When you reach the white blazes of the main Trail, turn right (south) and shortly before Campbellville Road, notice the plaque: “Near this spot the first blaze on the Bruce Trail was painted in July, 1962.” It “commemorate[s] 40 years of cooperation between the landowners and the volunteers of the Bruce Trail.” Now turn north (away from the road) and follow the white blazes uphill for 600 m. Then take the blue-blazed Hilton Falls Side Trail on your way to the falls. Just before the falls is a large pothole. Just after the glaciers retreated, this spot was part of a watercourse that carried the glacial torrents over the Escarpment.

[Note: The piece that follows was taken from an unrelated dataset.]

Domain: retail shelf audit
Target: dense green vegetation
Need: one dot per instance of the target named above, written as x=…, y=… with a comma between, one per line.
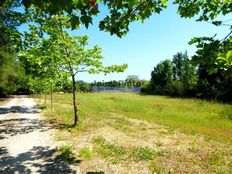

Rocks rotating in the swirling waters gradually drilled large holes in the bedrock. Next you reach the Falls. They cascade over the rock face from a height of about 10 m. The best view is from the gorge below, reached by a flight of stairs that lead to a viewing platform. Across the creek are the ruins of a mill which dates back to 1835. After viewing the falls, simply take the Conservation Authority’s clearly marked trail back to the parking lot.
With file information from the Bruce Trail, for more information on this and other Bruce trails please purchase the Bruce Trail map and trail guidebook. The Bruce Trail is the oldest and longest marked hiking trail in Canada. It is 840 km long, with over 440 km of side trails. Every year more than 400,000 visits are made to the Trail as people walk, snowshoe, watch wildlife, take photographs and admire the glorious scenery of the Escarpment.
The Bruce Trail was instrumental in the Escarpment being named a UNESCO World Biosphere Reserve by the United Nations in 1990 - one of only twelve such reserves in all of Canada. The Bruce Trail is a member of the Ontario Trails Council through affiliation with Hike Ontario.